Ох, как восторженно и последовательно! Наконец-то фамилия партфункционера Кожевникова через дочку заняла свою нишу в еврейском мире…

Хочется привести не мармеладный, а более трезвый взгляд на эту книгу с душком. В журнале «Звезда» 2006, № 10 опубликована совсем другая, более честная рецензия под загадочной фамилией С. Гедройц – без имени даже на обложках книг этого (этой?) автора:

«Маразм – не тетка. Целует прямо в мозг. И слизывает, как помаду, слой нейронов, отвечающий за то, чтобы человек держался в образе, не выходил из роли, продолжал играть самого себя.

То есть он и продолжает – но текст отклеивается от губ, и выражение лица отстает от лица. Играть – он играет (как всякий смертный, пока он жив), играет все того же себя и все такого же (какого же еще? – впрочем, какого угодно, лишь бы не смешного), – не замечая, что защитное поле снято. Что он хуже, чем раздет, – он прозрачен. И, стало быть, не просто смешон, а вдвойне. Верней, в квадрате: на глазах у всех справляя, скажем, потребность самую естественную либо предаваясь любимой некрасивой привычке принимать вид трагической задумчивости, как если бы это были, например, творческие акты. И даже себя уверять – и даже отчасти верить, что – никакого неприличия, все в порядке. И злиться, если отворачиваются. И если смотрят.

Прежде всего надо разъяснить, какой это Владимир Соловьев. Сам он – вероятно, скорее в шутку – беспокоится, как бы читатель не спутал его с одноименным философом. Это вряд ли. Но есть и телешоумен с такими же позывными, действительно популярный, – так вот, и шоумен тут ни при чем.

Это совсем другой Владимир Соловьев – проживающий в США, куда прибыл лет тридцать тому назад из Ленинграда с пересадкой в Москве.

Над репутацией, как черный флажок с черепом и скрещенными костями, реет слушок. В данном тексте сформулированный наподобие теоремы Ферма или загадки Сфинкса:

«Если Соловьев кагэбэшник, в чем сам тебе спьяну признался, как ты теперь утверждаешь, то почему, поц моржовый, ты тут же его не разоблачил перед общими знакомыми» и проч.

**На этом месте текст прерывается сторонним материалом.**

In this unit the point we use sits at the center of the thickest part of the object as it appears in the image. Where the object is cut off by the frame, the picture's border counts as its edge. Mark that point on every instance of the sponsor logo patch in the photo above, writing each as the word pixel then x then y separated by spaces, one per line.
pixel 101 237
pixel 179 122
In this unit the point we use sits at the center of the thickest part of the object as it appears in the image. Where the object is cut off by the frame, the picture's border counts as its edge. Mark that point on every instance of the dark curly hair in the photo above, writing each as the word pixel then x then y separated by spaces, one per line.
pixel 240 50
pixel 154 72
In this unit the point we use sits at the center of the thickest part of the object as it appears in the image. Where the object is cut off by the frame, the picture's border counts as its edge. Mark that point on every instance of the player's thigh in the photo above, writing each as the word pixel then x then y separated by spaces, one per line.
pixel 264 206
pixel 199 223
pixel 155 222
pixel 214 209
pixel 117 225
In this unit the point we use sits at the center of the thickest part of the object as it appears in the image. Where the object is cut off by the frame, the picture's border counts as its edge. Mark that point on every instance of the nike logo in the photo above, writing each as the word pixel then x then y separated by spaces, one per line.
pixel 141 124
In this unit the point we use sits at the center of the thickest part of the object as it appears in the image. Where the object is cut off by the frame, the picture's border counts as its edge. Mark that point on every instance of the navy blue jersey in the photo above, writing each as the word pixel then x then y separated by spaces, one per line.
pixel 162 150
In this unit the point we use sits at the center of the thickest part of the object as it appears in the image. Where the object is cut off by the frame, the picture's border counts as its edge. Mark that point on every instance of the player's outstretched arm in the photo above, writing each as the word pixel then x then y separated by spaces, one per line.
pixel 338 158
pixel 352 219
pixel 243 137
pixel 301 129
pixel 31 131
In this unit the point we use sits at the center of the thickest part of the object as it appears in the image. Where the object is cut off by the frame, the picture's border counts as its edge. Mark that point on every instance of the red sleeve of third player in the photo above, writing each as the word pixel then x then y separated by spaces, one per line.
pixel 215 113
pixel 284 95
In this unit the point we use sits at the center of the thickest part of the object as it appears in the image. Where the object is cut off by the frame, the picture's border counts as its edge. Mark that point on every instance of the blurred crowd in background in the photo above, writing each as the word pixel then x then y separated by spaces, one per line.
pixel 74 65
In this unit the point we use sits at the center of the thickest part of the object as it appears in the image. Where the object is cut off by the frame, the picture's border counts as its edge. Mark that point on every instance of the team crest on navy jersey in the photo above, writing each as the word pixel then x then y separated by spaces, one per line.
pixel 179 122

То есть наше внимание обращают на то, что слушок сомнителен. Вы предпочли бы, чтобы пациент просто опроверг его, и все? Какой-нибудь обыкновенной фразой, прямой, без условных оборотов и от первого лица? Не дождетесь. Бедняга, приосанясь, качает башкой: пока еще нельзя, еще рано.

(«…Об опасных этих связях я еще напишу, они того заслуживают, опасные эти связи, которые бог весть когда начались и бог знает чем еще кончатся…».) Да и какое ваше дело.

А зато, по-видимому, самое время предъявить нам другие фрагменты этой великой судьбы. Да будет нам известно, что приезжий испытал много на веку своем:

«Мне также смешно, как человеку, который имел достаточно мужества, чтобы вступить в рискованную и опасную конфронтацию с властями, выслушивать слабоумные инсинуации от…».

Что претерпел на службе за правду:

«В конце концов это я первым тридцать лет назад порвал с питерской бандочкой литературных головорезов и мароедов (sic! – С.Г.) (а теперь и мертвоедов – на чужой славе, себе в карман), приблатненной тогда гэбухой, – порвал буквально, физически и метафизически…».

Имел много неприятелей, покушавшихся даже на жизнь его. Или не на жизнь (что было бы чересчур буквально по Чичикову), а на литературную славу. Вот и эта книга – отчего, как вы думаете, она запретная? А оттого, что вышла каким-то чудом – питерские литературные головорезы шутить не любят: «издательство оказалось под угрозой выселения за одну только попытку ее издать». (Не верите? Думаете, заливает? Вам подавай подробности? Не дождетесь. Риск, наверное, слишком велик. И вместо подробностей – три строчки точек.)

А причина таких бедствий – блеск пера. Поскольку Владимир Соловьев имеет, знаете ли, обыкновение писать прозой, которая не уступает лучшим стихам Иосифа Бродского (сам так говорит в интервью с Надеждой Колесниковой – дочкой советского литературного генерала, автора романа «Щит и меч». – А.Б.).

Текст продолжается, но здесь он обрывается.